Arrivano dalla Puglia due Proposte di Legge in àmbito di disabilità, inviate al Parlamento, dopo essere state approvate all’unanimità dal Consiglio di quella Regione. A presentarle è stato il consigliere Davide Bellomo e la discussione, con la produzione delle relative Delibere, è avvenuta il 5 dicembre scorso.
Il primo testo fa riferimento alla Delibera di Consiglio Regionale n. 213/13, centrata su una Proposta di Legge con la quale si intende modificare l’articolo 9, comma 2 della Legge Nazionale 13/89 (Disposizioni per favorire il superamento e l’eliminazione delle barriere architettoniche negli edifici privati), nel senso di un doveroso adeguamento delle cifre in esso fissate, non solo tramite la conversione in euro di quanto allora era stato espresso in lire, ma anche aumentando i “tetti” e le percentuali relative ai contributi.
Se infatti nel citato articolo della Legge 13/89 si prevedeva un contributo «concesso in misura pari alla spesa effettivamente sostenuta per costi fino a lire cinque milioni; […] aumentato del venticinque per cento della spesa effettivamente sostenuta per costi da lire cinque milioni a lire venticinque milioni, e altresì di un ulteriore cinque per cento per costi da lire venticinque milioni a lire cento milioni», nel testo approvato dal Consiglio Regionale della Puglia si parla di contributo «concesso in misura pari alla spesa effettivamente sostenuta per costi fino a euro 5.164,57 (pari a lire diecimilioni); […]aumentato del 50 per cento della spesa effettivamente sostenuta per costi da euro 5.164,57 a euro 15.493,71 (pari a lire trentamilioni) e altresì di un ulteriore dieci per cento per costi da euro 15.493,71 a euro 51.645,68 (pari a lire cento milioni)».
Ancor più di sostanza – almeno nei princìpi – appare poi la Delibera n. 212/12, rispetto alla quale vale certamente la pena citare un brano della relazione ad essa allegata. «Necessita – vi si scrive – una politica assistenziale incentrata non solo sull’affermazione dei diritti dei disabili, ma anche sulla funzione dei familiari nella loro assistenza, che è certamente l’adempimento di un “dovere morale”, ma anche prestazione di un servizio che dovrebbe essere effettuato dallo Stato. E poiché dall’opera della famiglia deriva un enorme risparmio economico per la collettività.
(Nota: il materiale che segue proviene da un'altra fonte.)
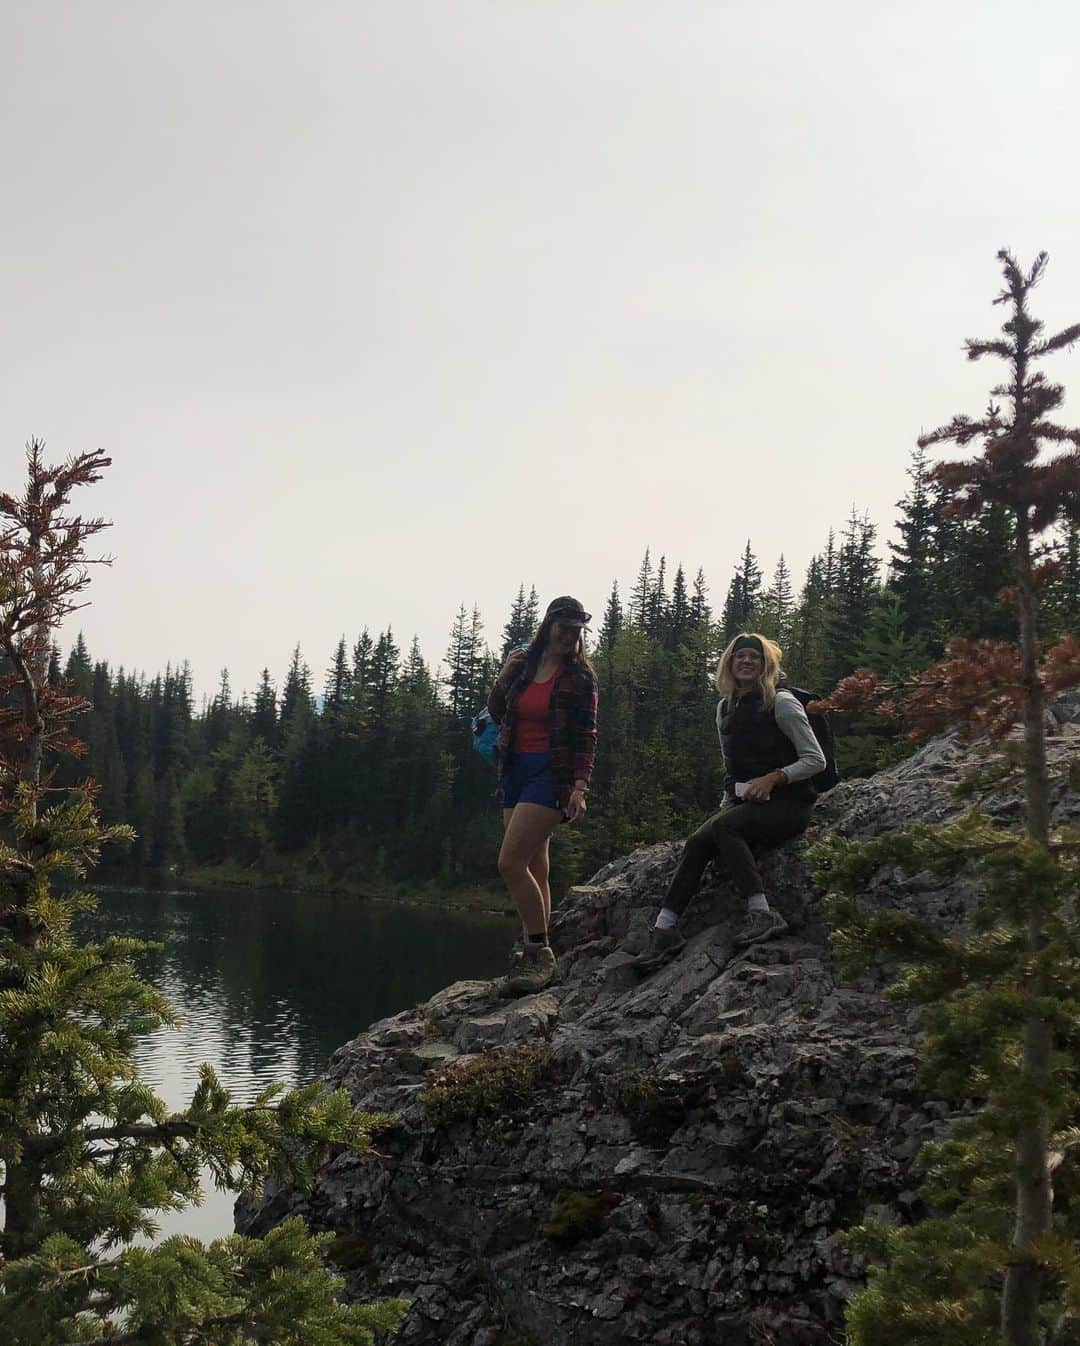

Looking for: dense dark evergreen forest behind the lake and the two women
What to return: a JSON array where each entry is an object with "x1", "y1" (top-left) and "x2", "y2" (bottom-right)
[{"x1": 58, "y1": 450, "x2": 1080, "y2": 891}]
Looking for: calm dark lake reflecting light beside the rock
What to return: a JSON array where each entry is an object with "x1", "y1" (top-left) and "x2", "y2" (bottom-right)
[{"x1": 86, "y1": 888, "x2": 517, "y2": 1238}]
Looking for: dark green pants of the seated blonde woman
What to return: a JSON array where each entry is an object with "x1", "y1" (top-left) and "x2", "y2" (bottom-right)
[{"x1": 664, "y1": 795, "x2": 813, "y2": 915}]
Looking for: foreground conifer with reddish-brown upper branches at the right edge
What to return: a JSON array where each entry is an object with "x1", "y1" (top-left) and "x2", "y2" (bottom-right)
[{"x1": 821, "y1": 252, "x2": 1080, "y2": 1346}]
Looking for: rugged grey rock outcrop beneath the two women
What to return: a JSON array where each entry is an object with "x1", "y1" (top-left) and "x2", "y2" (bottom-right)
[{"x1": 241, "y1": 701, "x2": 1080, "y2": 1346}]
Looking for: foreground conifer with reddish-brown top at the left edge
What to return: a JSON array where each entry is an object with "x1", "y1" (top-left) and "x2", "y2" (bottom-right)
[{"x1": 0, "y1": 441, "x2": 400, "y2": 1346}]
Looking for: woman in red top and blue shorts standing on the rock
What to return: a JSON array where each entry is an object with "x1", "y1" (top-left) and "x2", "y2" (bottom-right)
[{"x1": 487, "y1": 596, "x2": 597, "y2": 992}]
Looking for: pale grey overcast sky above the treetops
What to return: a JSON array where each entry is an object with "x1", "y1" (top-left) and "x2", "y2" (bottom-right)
[{"x1": 0, "y1": 0, "x2": 1080, "y2": 693}]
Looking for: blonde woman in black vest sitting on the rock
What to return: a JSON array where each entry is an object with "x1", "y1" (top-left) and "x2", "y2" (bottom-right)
[{"x1": 634, "y1": 633, "x2": 825, "y2": 972}]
È giusto che parte di queste risorse siano destinate in favore dei familiari che assistono i portatori di handicap al fine di garantire loro un’esistenza libera e dignitosa [grassetti nostri nella citazione, N.d.R.]».
Concetti sacrosanti, sui quali spesso anche il nostro giornale si sofferma, che per altro il testo approvato dal Consiglio Regionale considera solo in parte, occupandosi cioè esclusivamente dei figli di persone con disabilità. La proposta, infatti, consiste nell’aggiungere un articolo (10 bis) alla Legge Quadro 104/92, denominato Reversibilità dell’importo complessivo tra pensione di invalidità civile e indennità di accompagnamento e così articolato: «Il figlio impegnato costantemente, per almeno dieci anni, nell’assistenza del genitore invalido con totale e permanente inabilità e non in grado di compiere gli atti quotidiani della vita, ai sensi dell’articolo 3, comma 3, poiché è impossibilitato a svolgere una qualsiasi attività lavorativa che possa dargli un reddito, ha diritto alla reversibilità della pensione di invalidità e dell’indennità di accompagnamento dopo la morte del genitore».
Un testo, in ogni caso, da giudicare senz’altro positivamente, non foss’altro che per il principio da esso stabilito. (Stefano Borgato)
Ringraziamo Francesco Diomede per la segnalazione.